Ingredients
The following ingredients have 8 Servings
- 200 g white flour, sifted
- 2 level tbsp icing sugar (or sugar ground in a coffee grinder)
- 60 ml / ¼ cup extra virgin olive oil
- pinch of salt
- 1 tsp ground cinnamon
- 3 ripe peaches, sliced evenly
- 2 tbsp peach or apricot jam (dissolved in 4 tbsp water)
- 2 cups almond meal
- 75 g sugar (I used raw cane brown sugar)
- 1 tsp ground cinnamon
- 3 tbsp / 45 ml of Amaretto or almond milk
- handful of chopped almonds, toasted
Instruction
- In a bowl, combine sifted flour, salt, cinnamon and icing sugar.
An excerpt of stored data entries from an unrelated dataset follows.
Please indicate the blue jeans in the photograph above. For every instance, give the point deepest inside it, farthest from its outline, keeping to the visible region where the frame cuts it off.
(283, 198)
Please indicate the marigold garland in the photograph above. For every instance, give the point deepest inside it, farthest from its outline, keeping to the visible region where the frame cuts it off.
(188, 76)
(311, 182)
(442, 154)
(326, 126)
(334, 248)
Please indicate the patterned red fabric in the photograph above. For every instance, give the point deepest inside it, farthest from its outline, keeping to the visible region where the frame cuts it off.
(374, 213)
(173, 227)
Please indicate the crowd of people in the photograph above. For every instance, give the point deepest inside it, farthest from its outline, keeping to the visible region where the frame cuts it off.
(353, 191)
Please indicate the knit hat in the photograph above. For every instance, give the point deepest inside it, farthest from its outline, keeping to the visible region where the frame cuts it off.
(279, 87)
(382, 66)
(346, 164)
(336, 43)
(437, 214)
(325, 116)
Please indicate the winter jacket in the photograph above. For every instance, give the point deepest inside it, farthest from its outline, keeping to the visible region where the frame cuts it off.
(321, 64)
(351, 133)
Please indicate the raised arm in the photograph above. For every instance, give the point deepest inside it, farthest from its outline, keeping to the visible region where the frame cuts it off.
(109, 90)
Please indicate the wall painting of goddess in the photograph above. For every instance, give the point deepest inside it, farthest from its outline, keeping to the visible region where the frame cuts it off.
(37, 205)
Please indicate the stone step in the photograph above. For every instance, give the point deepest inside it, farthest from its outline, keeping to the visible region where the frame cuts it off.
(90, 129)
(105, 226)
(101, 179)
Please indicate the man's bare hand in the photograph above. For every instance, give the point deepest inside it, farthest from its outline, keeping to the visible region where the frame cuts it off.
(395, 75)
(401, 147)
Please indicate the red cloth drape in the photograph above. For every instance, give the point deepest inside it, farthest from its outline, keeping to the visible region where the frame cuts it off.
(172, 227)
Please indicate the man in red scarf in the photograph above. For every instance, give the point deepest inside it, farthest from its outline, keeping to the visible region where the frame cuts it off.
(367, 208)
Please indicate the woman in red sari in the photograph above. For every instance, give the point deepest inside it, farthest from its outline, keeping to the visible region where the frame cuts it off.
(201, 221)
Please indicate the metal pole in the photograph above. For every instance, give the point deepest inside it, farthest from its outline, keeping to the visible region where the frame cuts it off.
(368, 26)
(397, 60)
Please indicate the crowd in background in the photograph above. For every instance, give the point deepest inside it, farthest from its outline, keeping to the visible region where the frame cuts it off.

- Add olive oil and incorporate it into the flour mixture with your hands. Add the water tablespoon by tablespoon (I used 3 tbsp /45 ml - you may need a little less or more than I did depending on the absorbency of your flour). Combine into a dough, but do not knead. Roll a ½ cm thick circle of dough on a large piece of baking parchment. Place it on a tray and chill in the fridge for about 45-60 mins.
- Set the oven to 180º C. In a mixing bowl, combine almond meal, sugar and cinnamon to create the almond filling.
- Take chilled pastry out of the fridge. Put almond filling in the middle of the dough leaving 2 cm margin all around. Drizzle Amaretto all over the filling to moisten it. Arrange peach slices on the top and make sure there are no gaps in between the slices.
- Crimp the pastry around the fruit in a rustic fashion. You can trim uneven edges if you want.
- Using a pastry brush, apply apricot glaze to the pastry and fruit to give the pastry a nice shine and to prevent the fruit from drying out. Leave half of the glaze for later.
- Protect the top with a piece of kitchen foil and bake for about 60-70 mins, depending on how dark you like your pastry. After 45 minutes, remove the foil from the top to allow the pastry to brown.
- Once the galette is out of the oven, apply apricot glaze to the pastry to give it a bit of a shine. Scatter toasted almonds on top.